AHo: Cool! [signal to end convo??]
ya...true that i need more patient with my mum.
maybe it's just that we got diff expectations for one another. and that she wants me to read her mind? but i need her to spell out explicitly. so who shld accomodate who? obvious...
for your entertainment~
alvin: thx wt. you weren't in class today. hope you're ok?
me: yup. just down with a slight fever this morning.
alvin: good. drink more water and recover faster!
LOL joke!
hmmm hope my bro is doing well in aus also. heard he sian sian thr. talk to him he also sian sian. but sch is starting soon!! just one more day of sianness and u can make more frens liao. have fun! but study hard too :]
ohya, i changed my no. so if you want ask me. if not jiu maybe u think thr's no pt to stay in contact so can heck also.
hope i dun go blind ><"

ptm ystd. damn sian. listen until pekcek. but still need to hold up that smile for show and laugh laugh a bit.. cant possibly bang the table and walk away right? why is it that teachers got the faith and trust that u will do well, but ur very own parent dont?
am i really that not trustworthy to yall?
cant i expect some motivations, concerns and comfort from u? for so many years i have been pushing myself up. i am tired. why cant i get some encouragement? i am already putting in more effort. why cant i get some confirmation?
ya i am living in self denial. cos i cant get any confirmation.
watever shit! i got a bloody econ test next tues. if u are just going to leave me there to die, i will prove that i will climb up of that bloody shit myself.
if i cant just let me die.
dun bother abt me. and i wont bother you.

Friday, February 18, 2011

these few days a bit cui, cos nvr slp well. so slept a lot since ystd . better liao, but still...slpy...lol.
ya sry for making ppl worry abt me..seeing me so cui in class :p hope will get better next week :] thx everyone for their concerns.
shall rest well today and chiong econ this wkend!
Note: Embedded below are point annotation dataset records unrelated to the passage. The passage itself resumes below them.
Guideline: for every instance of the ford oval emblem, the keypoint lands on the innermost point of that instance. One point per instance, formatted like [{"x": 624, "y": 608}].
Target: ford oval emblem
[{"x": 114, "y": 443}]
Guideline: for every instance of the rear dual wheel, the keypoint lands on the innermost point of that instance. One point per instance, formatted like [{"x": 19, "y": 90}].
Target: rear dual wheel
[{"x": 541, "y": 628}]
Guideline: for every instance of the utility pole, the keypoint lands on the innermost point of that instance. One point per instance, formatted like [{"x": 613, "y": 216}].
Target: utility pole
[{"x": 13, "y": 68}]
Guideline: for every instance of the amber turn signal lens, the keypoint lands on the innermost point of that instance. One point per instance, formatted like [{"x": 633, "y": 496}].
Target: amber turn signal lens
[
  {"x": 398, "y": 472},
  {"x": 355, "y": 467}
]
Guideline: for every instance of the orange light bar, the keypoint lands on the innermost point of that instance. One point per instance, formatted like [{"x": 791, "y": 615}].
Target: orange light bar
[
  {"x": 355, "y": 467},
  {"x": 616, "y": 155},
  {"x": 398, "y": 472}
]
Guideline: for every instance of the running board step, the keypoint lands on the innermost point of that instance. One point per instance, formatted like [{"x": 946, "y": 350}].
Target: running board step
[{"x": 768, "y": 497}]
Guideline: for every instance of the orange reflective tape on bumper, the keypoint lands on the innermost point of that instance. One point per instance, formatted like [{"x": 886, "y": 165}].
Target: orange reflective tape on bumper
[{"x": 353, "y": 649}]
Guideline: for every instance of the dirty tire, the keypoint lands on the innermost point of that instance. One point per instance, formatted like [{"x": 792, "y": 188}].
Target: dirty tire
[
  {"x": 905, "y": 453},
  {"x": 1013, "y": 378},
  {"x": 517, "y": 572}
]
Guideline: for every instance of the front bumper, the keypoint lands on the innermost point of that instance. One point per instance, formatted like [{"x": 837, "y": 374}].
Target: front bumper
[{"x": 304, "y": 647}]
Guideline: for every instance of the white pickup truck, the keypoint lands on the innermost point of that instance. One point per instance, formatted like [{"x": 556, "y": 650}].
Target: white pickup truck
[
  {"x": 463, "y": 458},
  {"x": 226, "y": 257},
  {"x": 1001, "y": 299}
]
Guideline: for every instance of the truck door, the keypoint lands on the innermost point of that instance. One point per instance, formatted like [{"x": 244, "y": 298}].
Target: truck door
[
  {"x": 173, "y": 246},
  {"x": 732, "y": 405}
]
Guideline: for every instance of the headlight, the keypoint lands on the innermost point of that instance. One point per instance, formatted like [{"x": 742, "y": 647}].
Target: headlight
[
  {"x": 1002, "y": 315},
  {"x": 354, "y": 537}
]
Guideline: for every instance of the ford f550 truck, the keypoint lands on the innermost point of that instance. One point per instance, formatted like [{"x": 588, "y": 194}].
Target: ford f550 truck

getting back hold of myself.
regretted collapsing.
making ppl worry, making them unhappy.
better to draw the line and keep the dist. they will be happier with someone else.

Sunday, February 13, 2011

when i tot that i can still handle,
everything went out of control.
beyond my control.

Sunday, February 6, 2011

CNY celebrations are over. Time to go back to studies. Rested enough i guess?
My mum was finally interested to meet my CT to have a chit chat session. joke. LOL.
My dad is cute. ever since that time i was late for school cos i overslept, he asked me if he need to wake me up :P but yea, my reply is always 'hehe, dun need lah'. then he will ask me wat shoe i will wear the next day, black or white. cos he wake up see my shoe gone liao then he noe i go sch le, if not he will come wake me up LOL.
I shld be contented with my life and stop getting upset over bo liao stuff. I'll try hard. I believe i am strong enough :]
but sometimes, i really hope there is something that i can hold to support, or someone who can support me..

Wednesday, February 2, 2011


wth, cny sux! it's only a break for me to catch up on my work...
seriously, wat is wrong with #$*&@ GAH!

this is disheartening lah. wth. kena scolded for studying till not so late but yea..on new year eve. who on earth is in the right mind to do work on new year eve? practically noone. why do i have to be so hardworking to get scolded??
"我又沒有千里眼,怎么知道你在讀書還是做什么?" whr's the trust?? ok fine, it nvr exsit b4. perhaps since last yr it disappeared. so what if i'm in JC now? got diff ah?? In JC, besides girls, there's also guys. so?? the world also got both wat? my family also got both wat? and, why can't opp gender be really good frens too?? whr's the diff?? all are humans? it's gender discrimination lah!
ok, so the pt is, wth?!?! i today damn tired liao still go study leh? 沒有夸獎就算了,還要被罵...sianzz lah! sighh....it's new year eve today leh....
ok watever, change mood. today's cny celebration in sch quite fun lol. doing manicure and selling hotdogs. and lou hae!!! :] though dint eat much cos a lot fly here fly there fly dunno whr liao. ok, they flew to the floor and table lah obvious. but yea, doing stuff tgt as a class is fun :] earn a lot :] as the class treasurer, i'm super proud of our performance to earn more class fund! :p
kk HAPPY CHINESE NEW YEAR everyone :] get lots of ang baos!!!